From then until the launch of the first SSBN, it took more than 10 years. It was in 2009 that Arihant was launched. In 2016 it was commissioned quietly. It took seven years. The current one, the latest one, Aridhaman, was launched in 2021. It was scheduled to be launched last year, but now it has taken five years. What was seven years has now become five. I suspect the next one will come out even earlier, because India is mastering this technology and engineering.
Even with the launch of this one, there was no ceremony — nothing. It was quietly launched in Vizag. All we saw was a cryptic, or maybe not so cryptic, tweet by Raksha Mantri Rajnath Singh that said, “it’s not words but power”, in single quotes, and that Aridhaman was now working.

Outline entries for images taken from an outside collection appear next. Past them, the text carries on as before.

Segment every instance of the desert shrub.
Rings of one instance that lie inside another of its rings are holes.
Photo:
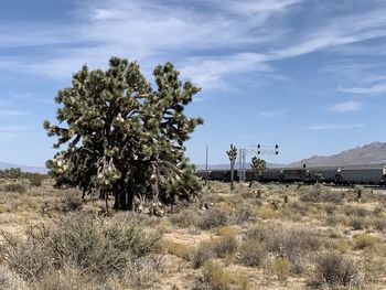
[[[17,192],[17,193],[24,193],[26,192],[26,187],[24,184],[20,183],[10,183],[3,186],[4,192]]]
[[[199,284],[194,289],[227,290],[232,287],[230,275],[218,262],[208,260],[202,269]]]
[[[29,173],[26,178],[32,186],[42,186],[42,182],[45,179],[45,175],[39,173]]]
[[[353,249],[364,249],[373,247],[378,241],[378,238],[368,234],[358,234],[353,238]]]
[[[0,255],[8,267],[28,280],[67,262],[83,272],[104,278],[149,254],[159,234],[135,219],[98,219],[94,215],[68,215],[45,228],[32,227],[26,239],[7,237]]]
[[[286,280],[291,271],[291,262],[287,258],[278,257],[269,266],[270,271],[278,277],[279,280]]]
[[[216,229],[216,234],[218,236],[228,236],[228,235],[236,235],[237,234],[237,230],[235,229],[234,226],[232,225],[224,225],[224,226],[219,226],[217,229]]]
[[[368,222],[366,218],[361,216],[352,216],[349,221],[349,225],[355,229],[365,229],[368,226]]]
[[[41,228],[41,235],[46,232]],[[25,280],[35,280],[54,266],[53,251],[36,238],[32,230],[26,233],[26,239],[18,239],[2,233],[4,244],[0,246],[0,260],[13,272]]]
[[[218,258],[225,258],[230,256],[237,250],[237,239],[234,235],[225,235],[219,238],[214,239],[213,250]]]
[[[248,267],[260,267],[268,256],[267,247],[257,239],[247,238],[239,247],[239,261]]]
[[[191,227],[196,223],[197,214],[191,210],[181,211],[170,217],[170,222],[179,227]]]
[[[174,243],[168,239],[162,239],[161,248],[164,254],[174,255],[185,260],[191,259],[192,247],[189,245]]]
[[[336,193],[318,183],[314,184],[311,190],[303,192],[300,196],[300,201],[309,203],[342,203],[344,195]]]
[[[291,262],[292,272],[301,272],[303,270],[302,256],[304,251],[315,251],[320,249],[322,239],[317,232],[305,228],[285,228],[279,225],[274,225],[275,230],[266,226],[258,226],[249,232],[247,235],[246,246],[242,245],[242,249],[249,253],[248,246],[254,244],[259,245],[255,247],[257,253],[257,261],[259,257],[264,258],[264,251],[271,253],[276,256],[288,258]],[[258,247],[264,246],[259,249]],[[240,254],[242,255],[242,254]],[[247,255],[253,255],[251,253]],[[262,256],[261,256],[262,255]],[[244,259],[246,257],[244,256]],[[258,265],[258,262],[256,262]]]
[[[235,213],[237,225],[256,219],[255,208],[250,204],[243,204]]]
[[[315,277],[310,282],[313,286],[328,284],[329,287],[360,286],[362,277],[360,268],[353,260],[331,251],[320,254],[317,258]]]
[[[36,282],[40,290],[93,290],[96,284],[93,279],[83,273],[76,265],[64,265],[60,270],[51,269]]]
[[[211,229],[223,226],[228,222],[228,213],[219,208],[205,211],[197,219],[196,226],[201,229]]]
[[[372,225],[376,230],[384,232],[386,229],[386,218],[385,217],[375,217],[372,221]]]
[[[81,194],[75,191],[64,192],[64,196],[61,200],[60,208],[62,212],[75,212],[83,207],[83,201]]]
[[[193,268],[200,268],[208,259],[213,258],[214,253],[212,244],[210,241],[200,243],[199,247],[193,251],[192,255],[192,266]]]
[[[28,290],[30,289],[28,283],[12,272],[10,269],[0,266],[0,289],[3,290]]]

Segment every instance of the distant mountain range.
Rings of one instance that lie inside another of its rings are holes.
[[[330,157],[314,155],[288,164],[289,167],[349,167],[386,164],[386,143],[373,142]]]
[[[386,164],[386,142],[373,142],[369,144],[365,144],[363,147],[357,147],[354,149],[350,149],[343,151],[337,154],[333,154],[330,157],[322,155],[313,155],[308,159],[303,159],[300,161],[296,161],[289,164],[275,164],[268,163],[268,168],[281,168],[281,167],[302,167],[307,164],[308,168],[313,167],[350,167],[350,165],[366,165],[372,167],[376,164]],[[196,164],[199,170],[204,170],[205,164]],[[46,173],[46,168],[40,167],[24,167],[17,165],[11,163],[2,163],[0,162],[0,170],[9,169],[9,168],[21,168],[25,172],[39,172]],[[229,163],[227,164],[208,164],[208,169],[228,169]],[[246,168],[249,169],[249,162],[246,163]],[[236,161],[236,169],[238,169],[238,162]]]
[[[308,159],[291,162],[289,164],[275,164],[268,163],[268,168],[281,168],[281,167],[293,167],[301,168],[307,164],[308,168],[314,167],[351,167],[351,165],[364,165],[372,167],[376,164],[386,164],[386,143],[373,142],[363,147],[350,149],[337,154],[330,157],[313,155]],[[197,169],[204,170],[205,164],[196,165]],[[210,164],[208,169],[228,169],[229,164]],[[236,168],[238,169],[238,162],[236,161]],[[249,163],[246,164],[249,169]]]
[[[20,168],[24,172],[36,172],[36,173],[46,173],[46,168],[40,168],[40,167],[24,167],[24,165],[18,165],[12,163],[3,163],[0,162],[0,170],[10,169],[10,168]]]

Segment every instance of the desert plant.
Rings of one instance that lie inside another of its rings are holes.
[[[265,243],[254,238],[245,239],[239,248],[239,260],[248,267],[262,266],[267,259],[268,251]]]
[[[115,208],[162,214],[162,204],[192,200],[201,183],[184,157],[183,143],[201,118],[189,118],[184,107],[200,92],[190,80],[181,83],[171,63],[153,71],[157,89],[136,62],[111,57],[107,71],[74,74],[72,87],[55,98],[62,107],[56,119],[44,121],[56,136],[58,151],[46,165],[56,185],[78,186],[83,194],[98,192],[115,197]]]
[[[196,219],[196,226],[201,229],[211,229],[217,226],[225,225],[228,222],[228,213],[219,208],[211,208],[203,212]]]
[[[26,232],[26,239],[3,235],[0,258],[28,280],[71,262],[83,272],[100,278],[120,272],[133,260],[153,250],[159,234],[131,219],[96,218],[92,214],[69,214],[55,226],[39,225]]]
[[[227,290],[232,287],[230,275],[216,261],[208,260],[205,262],[202,269],[202,276],[200,277],[200,283],[206,286],[206,289],[213,290]],[[202,287],[202,288],[204,288]],[[194,289],[202,289],[195,287]]]
[[[226,151],[226,154],[228,155],[229,162],[230,162],[230,191],[233,191],[234,190],[233,183],[235,178],[235,162],[237,159],[237,148],[230,144],[230,149]]]
[[[353,249],[364,249],[373,247],[378,241],[378,238],[368,234],[358,234],[353,238]]]
[[[311,284],[330,287],[358,286],[360,268],[352,260],[335,251],[320,254],[317,258],[315,277]]]
[[[267,163],[265,160],[262,160],[260,158],[253,157],[251,162],[250,162],[250,167],[253,170],[253,178],[250,180],[249,187],[251,187],[254,180],[259,176],[261,171],[266,170]]]
[[[225,258],[236,251],[237,245],[235,235],[224,235],[213,240],[213,250],[218,258]]]
[[[26,192],[26,187],[24,184],[20,183],[10,183],[3,186],[3,191],[6,192],[17,192],[17,193],[24,193]]]
[[[192,255],[192,266],[193,268],[200,268],[207,260],[214,257],[213,245],[210,241],[200,243],[199,247],[194,250]]]

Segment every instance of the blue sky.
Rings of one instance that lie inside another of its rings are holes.
[[[0,4],[0,161],[43,165],[56,92],[87,63],[168,61],[202,87],[186,144],[225,163],[233,142],[286,163],[385,141],[385,0],[35,0]]]

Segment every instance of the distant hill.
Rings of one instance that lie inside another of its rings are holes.
[[[20,168],[24,172],[36,172],[36,173],[46,173],[47,172],[46,168],[24,167],[24,165],[0,162],[0,170],[10,169],[10,168]]]
[[[195,165],[197,168],[197,170],[205,170],[205,164],[196,164]],[[267,164],[268,168],[280,168],[280,167],[285,167],[283,164],[275,164],[275,163],[268,163]],[[236,161],[235,163],[235,169],[238,169],[239,165],[238,165],[238,161]],[[250,169],[250,163],[249,162],[246,162],[245,164],[245,168],[246,169]],[[207,164],[207,169],[210,170],[215,170],[215,169],[229,169],[229,164]]]
[[[289,167],[347,167],[386,164],[386,143],[373,142],[330,157],[314,155],[288,164]]]

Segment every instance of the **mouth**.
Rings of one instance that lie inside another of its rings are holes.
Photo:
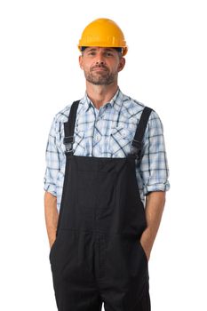
[[[92,68],[92,71],[107,71],[107,69],[104,67],[95,67]]]

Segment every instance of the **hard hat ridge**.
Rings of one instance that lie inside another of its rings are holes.
[[[97,19],[86,26],[79,40],[78,48],[100,46],[122,48],[123,56],[127,53],[128,47],[119,26],[108,19]]]

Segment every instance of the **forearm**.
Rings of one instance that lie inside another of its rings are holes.
[[[56,196],[46,191],[44,194],[44,216],[49,243],[52,246],[56,239],[59,214]]]
[[[140,243],[148,259],[159,229],[164,203],[165,192],[151,192],[148,195],[147,195],[145,208],[147,228],[141,235]]]

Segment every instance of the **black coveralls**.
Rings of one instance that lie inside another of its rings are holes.
[[[74,156],[78,102],[64,124],[66,171],[57,238],[50,260],[59,311],[149,311],[146,228],[135,173],[136,150],[151,109],[145,108],[125,158]]]

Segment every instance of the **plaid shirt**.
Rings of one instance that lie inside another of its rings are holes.
[[[57,196],[60,211],[66,156],[64,126],[71,105],[59,112],[52,124],[46,148],[44,190]],[[87,94],[80,100],[76,127],[74,155],[98,157],[125,157],[131,152],[137,124],[144,105],[117,91],[110,102],[97,109]],[[136,160],[137,161],[137,160]],[[144,136],[142,157],[136,176],[142,202],[151,191],[166,191],[168,163],[161,120],[152,111]]]

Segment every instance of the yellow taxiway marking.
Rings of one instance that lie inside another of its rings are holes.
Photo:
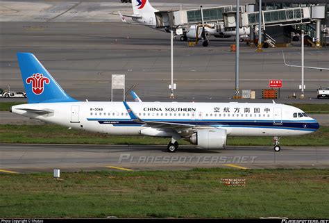
[[[8,174],[18,174],[18,172],[10,171],[10,170],[0,170],[0,172],[8,173]]]
[[[119,167],[114,167],[114,166],[106,166],[106,167],[108,168],[112,168],[112,169],[117,169],[117,170],[121,170],[134,171],[132,169],[127,169],[127,168]]]
[[[247,170],[248,169],[247,167],[238,166],[237,165],[234,165],[234,164],[224,164],[224,166],[231,167],[235,167],[235,168],[238,168],[238,169],[242,169],[242,170]]]

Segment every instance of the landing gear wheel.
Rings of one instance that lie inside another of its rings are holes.
[[[274,146],[275,151],[280,151],[280,150],[281,150],[281,147],[280,147],[280,146]]]
[[[280,150],[281,150],[281,147],[279,146],[279,140],[280,140],[280,138],[278,138],[278,136],[274,136],[273,138],[273,140],[274,141],[274,151],[280,151]]]
[[[175,143],[171,143],[171,142],[170,142],[168,144],[168,146],[167,147],[167,149],[168,150],[169,153],[176,152],[178,148],[178,142],[175,142]]]
[[[205,47],[207,47],[209,45],[209,42],[208,41],[203,41],[202,45]]]

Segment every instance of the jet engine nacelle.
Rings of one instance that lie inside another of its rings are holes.
[[[189,142],[203,149],[223,149],[226,147],[226,138],[225,129],[203,129],[193,134]]]
[[[198,39],[201,39],[202,34],[202,28],[197,27],[197,26],[191,26],[189,30],[186,32],[186,37],[189,39],[195,40],[196,38],[196,31],[198,31]]]
[[[212,27],[209,24],[205,24],[204,27],[205,35],[214,35],[216,33],[216,28]],[[203,28],[201,25],[193,25],[189,26],[189,29],[186,32],[186,37],[189,39],[195,40],[196,35],[198,35],[198,39],[202,39],[202,32]]]

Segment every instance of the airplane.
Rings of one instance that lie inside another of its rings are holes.
[[[205,149],[225,149],[228,136],[303,135],[319,128],[299,108],[271,103],[79,101],[69,96],[31,53],[17,53],[28,104],[10,112],[47,123],[108,135],[183,138]]]
[[[133,96],[133,98],[134,99],[135,101],[136,101],[136,102],[143,102],[135,91],[130,90],[130,92],[129,93],[130,94],[131,96]]]
[[[159,10],[154,8],[149,0],[132,0],[133,14],[131,15],[123,15],[120,11],[119,14],[121,21],[124,23],[130,24],[144,25],[155,30],[170,33],[169,28],[157,27],[156,18],[155,13]],[[130,17],[135,23],[129,22],[126,17]],[[193,24],[187,26],[184,28],[183,35],[180,36],[180,41],[187,41],[190,40],[204,40],[203,46],[207,47],[209,44],[209,40],[207,40],[207,35],[213,35],[219,38],[228,38],[231,36],[235,36],[235,29],[231,31],[224,31],[223,22],[219,24],[219,28],[216,28],[215,23],[208,23],[204,25]],[[249,27],[239,28],[239,33],[241,38],[244,38],[250,35]]]

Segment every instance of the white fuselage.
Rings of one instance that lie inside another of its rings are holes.
[[[290,106],[253,103],[128,102],[143,121],[224,129],[230,136],[285,136],[317,131],[319,124]],[[25,110],[24,110],[25,109]],[[28,109],[47,110],[47,114]],[[122,102],[65,102],[15,106],[12,112],[46,122],[110,135],[171,137],[171,130],[150,128],[130,119]],[[181,135],[183,135],[183,133]],[[186,135],[189,137],[190,135]],[[183,137],[185,137],[183,135]]]

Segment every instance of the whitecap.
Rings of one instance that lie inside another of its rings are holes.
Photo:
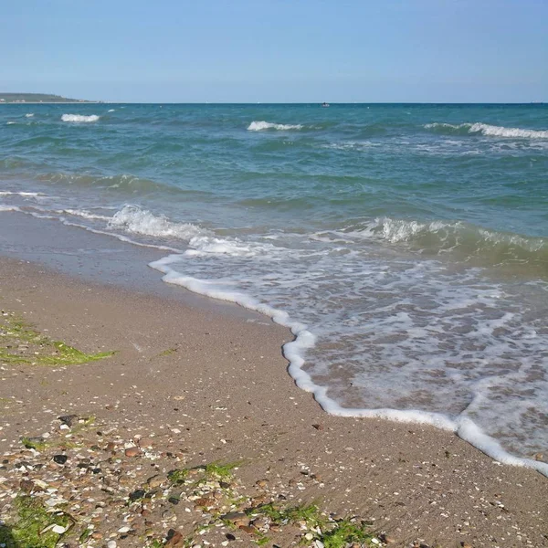
[[[83,114],[63,114],[61,120],[63,121],[75,121],[75,122],[87,122],[87,121],[97,121],[100,117],[97,114],[90,114],[85,116]]]
[[[289,123],[272,123],[269,121],[252,121],[248,126],[248,132],[264,132],[265,130],[278,130],[280,132],[288,132],[290,130],[301,130],[303,126],[301,124],[289,124]]]

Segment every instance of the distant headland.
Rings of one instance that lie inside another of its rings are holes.
[[[99,100],[87,100],[85,99],[68,99],[61,95],[50,93],[2,93],[0,91],[0,104],[5,103],[73,103],[73,102],[101,102]]]

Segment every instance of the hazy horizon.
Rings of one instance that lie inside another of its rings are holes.
[[[539,0],[27,0],[0,89],[108,102],[548,100]]]

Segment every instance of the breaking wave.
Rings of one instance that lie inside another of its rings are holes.
[[[548,238],[476,227],[461,221],[431,221],[379,217],[344,229],[345,237],[382,239],[427,255],[455,253],[492,265],[528,263],[548,275]]]
[[[75,122],[97,121],[100,118],[97,114],[90,114],[89,116],[83,114],[63,114],[61,116],[63,121]]]
[[[174,237],[188,242],[193,237],[207,236],[208,230],[191,223],[176,223],[163,215],[156,216],[138,206],[124,206],[109,221],[109,228],[121,229],[130,234]]]
[[[509,137],[521,139],[548,139],[548,130],[524,130],[522,128],[505,128],[503,126],[490,125],[489,123],[427,123],[427,130],[433,130],[437,133],[467,134],[481,133],[490,137]]]
[[[265,130],[278,130],[280,132],[288,132],[290,130],[301,130],[301,124],[289,124],[289,123],[271,123],[269,121],[252,121],[248,126],[248,132],[264,132]]]

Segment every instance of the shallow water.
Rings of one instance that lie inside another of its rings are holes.
[[[163,247],[291,327],[328,411],[547,452],[547,107],[4,105],[0,138],[0,212]]]

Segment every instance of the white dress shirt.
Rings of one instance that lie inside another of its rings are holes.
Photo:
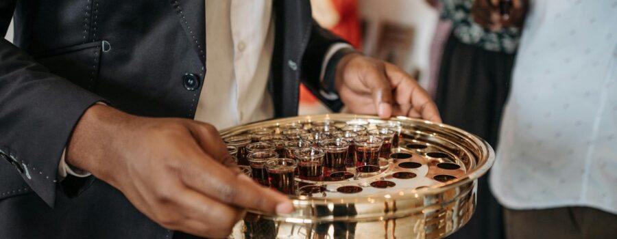
[[[206,79],[195,120],[223,129],[274,117],[269,0],[206,1]]]
[[[221,130],[271,118],[274,104],[267,89],[274,45],[274,15],[270,0],[205,0],[206,76],[195,120]],[[325,66],[337,51],[352,48],[346,43],[331,46]],[[337,96],[320,92],[328,99]],[[66,163],[62,152],[58,179],[67,174],[90,174]]]
[[[491,188],[509,208],[617,214],[617,1],[530,9]]]

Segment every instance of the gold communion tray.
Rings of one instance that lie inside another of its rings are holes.
[[[371,130],[386,123],[399,126],[398,139],[391,154],[379,158],[378,171],[348,168],[349,177],[296,178],[289,195],[293,213],[249,212],[229,238],[438,238],[458,230],[474,213],[478,178],[494,160],[491,146],[472,134],[406,117],[338,113],[260,122],[220,134],[250,136],[263,128],[281,134],[290,126],[307,131],[324,125]],[[312,188],[308,193],[306,187]]]

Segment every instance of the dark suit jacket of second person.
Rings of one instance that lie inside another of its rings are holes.
[[[341,40],[314,22],[308,1],[275,1],[273,10],[269,88],[276,116],[294,115],[301,80],[315,93],[329,90],[322,63]],[[173,237],[106,183],[60,183],[56,174],[73,127],[97,102],[138,115],[194,117],[208,87],[205,62],[216,60],[205,59],[204,1],[3,0],[0,32],[14,13],[15,45],[0,40],[0,238]]]

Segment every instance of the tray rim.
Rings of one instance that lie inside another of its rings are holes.
[[[350,114],[350,113],[328,113],[328,114],[319,114],[319,115],[298,115],[298,116],[293,116],[293,117],[281,117],[281,118],[275,118],[275,119],[269,119],[265,120],[263,121],[252,122],[247,124],[243,124],[238,126],[230,127],[228,128],[225,128],[219,130],[219,133],[221,136],[223,136],[227,134],[230,134],[233,132],[233,131],[237,130],[242,130],[243,129],[247,129],[254,127],[258,127],[259,126],[271,126],[272,124],[275,123],[284,123],[284,122],[289,122],[294,121],[311,121],[313,120],[350,120],[352,119],[362,119],[362,120],[395,120],[395,121],[403,121],[407,122],[412,124],[415,125],[422,125],[423,126],[426,126],[428,128],[434,128],[435,129],[440,128],[441,130],[445,130],[450,133],[459,134],[460,136],[462,136],[472,141],[472,142],[481,149],[482,151],[481,153],[483,155],[486,155],[487,158],[483,161],[483,164],[477,165],[476,167],[472,169],[470,171],[468,172],[465,174],[465,177],[459,178],[454,180],[451,180],[448,182],[447,183],[435,184],[429,187],[423,188],[421,189],[413,189],[413,190],[404,190],[402,191],[409,192],[410,193],[404,193],[404,195],[399,195],[398,193],[392,193],[391,195],[388,194],[389,197],[326,197],[326,198],[308,198],[304,196],[289,196],[289,198],[293,200],[293,203],[295,206],[314,206],[316,205],[328,205],[328,204],[348,204],[348,203],[380,203],[380,202],[392,202],[396,201],[405,201],[405,200],[417,200],[419,198],[423,198],[425,196],[431,196],[435,195],[439,193],[455,190],[457,188],[463,186],[467,184],[473,184],[481,176],[486,173],[490,167],[492,166],[495,160],[495,152],[493,148],[486,142],[485,140],[481,139],[476,135],[468,132],[467,131],[463,130],[458,128],[445,124],[441,123],[437,123],[431,122],[428,120],[415,119],[411,117],[408,117],[405,116],[395,116],[391,117],[389,119],[383,119],[380,118],[376,115],[360,115],[360,114]],[[479,160],[481,161],[481,160]],[[457,198],[461,195],[459,195],[455,198],[452,198],[452,200],[456,200]],[[422,208],[422,207],[421,207]],[[250,210],[251,211],[251,210]],[[253,212],[255,213],[263,214],[261,212]],[[279,215],[284,216],[284,215]],[[291,216],[291,215],[289,215]],[[293,217],[293,216],[292,216]]]

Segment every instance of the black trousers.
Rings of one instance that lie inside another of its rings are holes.
[[[617,215],[595,208],[505,208],[507,239],[617,238]]]
[[[494,148],[514,57],[462,43],[450,34],[435,96],[444,122],[479,136]],[[503,210],[489,189],[487,175],[479,180],[474,216],[450,238],[503,238]]]

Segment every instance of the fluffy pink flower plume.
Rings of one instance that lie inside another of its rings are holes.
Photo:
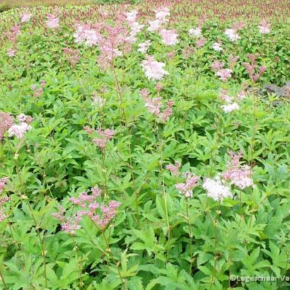
[[[148,109],[148,110],[154,115],[156,117],[161,119],[162,122],[167,122],[172,115],[172,107],[174,105],[174,102],[172,100],[168,100],[166,108],[163,111],[161,111],[161,109],[163,106],[162,98],[149,98],[148,96],[149,92],[146,89],[140,91],[140,94],[144,99],[145,107]]]
[[[115,200],[112,200],[106,206],[100,204],[97,199],[100,196],[102,191],[95,186],[91,190],[91,194],[86,192],[81,192],[77,197],[70,197],[69,200],[75,205],[81,207],[73,217],[66,218],[65,210],[59,206],[59,212],[52,214],[53,216],[62,223],[62,230],[70,234],[74,234],[76,230],[81,228],[79,222],[83,216],[88,216],[92,221],[103,230],[110,221],[117,214],[117,209],[121,204]],[[101,213],[101,215],[96,212],[96,210]]]
[[[173,164],[168,164],[166,166],[166,169],[168,170],[173,176],[178,176],[179,175],[179,168],[181,166],[180,162],[175,161]]]
[[[228,95],[228,91],[221,90],[219,98],[223,102],[226,103],[225,105],[222,105],[221,108],[224,112],[231,112],[239,109],[238,103],[242,101],[246,96],[246,93],[244,90],[240,91],[235,97]]]
[[[6,184],[6,182],[8,180],[8,178],[3,178],[0,179],[0,194],[2,192],[3,188]],[[0,198],[0,222],[4,221],[5,219],[8,217],[8,216],[5,213],[5,208],[3,206],[8,200],[9,200],[9,198],[8,197],[4,197]]]
[[[94,138],[92,139],[93,143],[98,146],[101,150],[104,150],[107,146],[108,142],[114,137],[116,134],[115,130],[110,129],[106,129],[103,130],[102,129],[98,129],[96,132],[99,135],[98,138]]]
[[[127,40],[131,42],[134,42],[137,39],[137,35],[143,29],[144,25],[140,24],[137,21],[138,11],[137,10],[133,10],[131,12],[127,12],[126,13],[126,18],[129,26],[131,28],[131,32],[129,33]]]
[[[8,180],[9,178],[2,178],[0,179],[0,194],[3,191],[3,188],[6,185],[7,181]]]
[[[21,27],[18,24],[15,24],[13,26],[12,26],[9,32],[4,33],[4,35],[11,43],[13,49],[15,49],[15,46],[16,45],[17,37],[21,33],[20,28]]]
[[[236,30],[234,29],[226,29],[224,33],[232,42],[240,38],[240,36],[237,33]]]
[[[59,26],[59,19],[57,16],[47,13],[47,20],[45,21],[45,24],[47,28],[55,29]]]
[[[21,23],[28,22],[31,18],[31,14],[30,13],[25,13],[21,15]]]
[[[221,69],[216,72],[216,75],[223,81],[226,81],[231,77],[233,71],[231,69]]]
[[[146,60],[144,60],[141,64],[145,72],[146,76],[149,80],[160,80],[164,76],[168,74],[168,72],[164,70],[165,64],[158,62],[154,59],[154,57],[147,56]]]
[[[231,161],[227,164],[226,170],[221,176],[226,181],[229,181],[231,185],[234,185],[238,188],[243,190],[245,187],[253,185],[252,172],[249,166],[240,166],[240,159],[243,154],[238,152],[236,154],[233,151],[229,152]]]
[[[141,53],[147,52],[147,50],[149,48],[151,44],[151,41],[150,40],[146,40],[144,42],[140,43],[139,45],[138,45],[138,52]]]
[[[215,61],[211,64],[211,68],[214,71],[217,72],[224,66],[224,64],[221,62]]]
[[[8,197],[0,198],[0,222],[8,218],[8,215],[5,213],[5,208],[3,207],[8,201]]]
[[[0,112],[0,141],[4,137],[4,134],[13,124],[13,120],[8,112]]]
[[[270,32],[271,23],[267,20],[262,20],[258,25],[260,33],[262,34],[267,34]]]
[[[105,37],[99,43],[100,54],[98,63],[102,69],[106,69],[113,64],[115,58],[130,51],[132,42],[128,31],[121,26],[107,25],[104,30]],[[120,47],[122,47],[122,52]]]
[[[202,28],[199,27],[197,27],[196,28],[190,28],[188,30],[188,34],[190,35],[195,36],[198,37],[199,36],[202,35]]]
[[[204,45],[206,41],[207,40],[204,37],[199,38],[195,43],[197,45],[197,47],[198,48],[202,47]]]
[[[170,16],[170,10],[167,7],[161,8],[158,10],[155,10],[155,20],[149,21],[149,27],[148,30],[150,32],[154,32],[159,30],[160,26],[168,21],[167,17]]]
[[[9,57],[13,57],[16,56],[17,50],[16,48],[11,48],[7,52],[7,55]]]
[[[15,136],[18,139],[23,137],[27,131],[31,129],[31,126],[25,122],[20,123],[19,124],[12,125],[8,130],[9,137]]]
[[[90,47],[97,45],[103,40],[101,34],[89,24],[77,24],[74,37],[76,43]]]
[[[228,60],[229,60],[229,69],[233,69],[233,67],[235,66],[236,63],[238,62],[238,60],[240,59],[240,57],[233,57],[233,55],[230,55],[228,57]]]
[[[215,201],[224,201],[225,198],[232,198],[233,194],[231,189],[226,186],[224,181],[219,176],[214,178],[206,178],[202,185],[205,190],[207,195]]]
[[[175,45],[178,42],[178,35],[176,33],[176,30],[162,29],[160,31],[160,35],[162,37],[162,42],[166,45]]]
[[[189,171],[184,173],[182,177],[185,178],[185,182],[176,184],[175,187],[185,197],[192,197],[192,190],[197,185],[199,178]]]
[[[214,42],[211,47],[216,52],[221,52],[224,50],[223,47],[221,47],[221,44],[219,42]]]

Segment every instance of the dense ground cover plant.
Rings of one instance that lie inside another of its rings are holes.
[[[289,15],[239,3],[1,15],[1,289],[289,289]]]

शब्द नहीं शक्ति है, ‘अरिदमन’!
— Rajnath Singh (@rajnathsingh) April 3, 2026
How significant is this? First of all, to build a nuclear reactor for a submarine is very complicated, and to build a nuclear submarine takes time. Even a conventional one takes time. Australia signed the AUKUS agreement with the UK and America; both have been building nuclear submarines for a very long time. The first SSN under this joint arrangement will not come out before 2032. That is almost 7-8 years for the first one to come out. It is complicated.
India focused so far only on the technology of building SSBNs because that was essential for the triad to be credible. That has made India only the sixth country in the world to have this ability. The other five are the usual suspects: the P5, the permanent five in the UN Security Council—the US, France, Britain, China and Russia.
As we speak, India is still some distance away from building its own SSN. In fact, two SSN boats have been approved. They have been budgeted for. Work has started. But these boats, SSN—nuclear-powered but not carrying nuclear weapons—are likely to come out only between 2036 and 2037. That is how complicated this engineering is.
India, by the way, has experience in operating SSNs. Those were leased by the Indian Navy. The first one was from the Soviet Union, the second from Russia. The first was a Charlie-class. The second was an Akula-class called INS Chakra. A third one is due, but delayed, maybe because of production delays in Russia, and that will also be an Akula-class.
A key difference needs to be understood. These submarines that India leased earlier, and the ones that come in as SSNs, are all operated by the Indian Navy. But SSBNs do not fall under the Indian Navy. SSBNs are part of your nuclear assets, your strategic assets. They fall under the Strategic Forces Command. And even the budget for these does not come from the defence budget. It comes from a separately allocated budget for the Strategic Forces Command.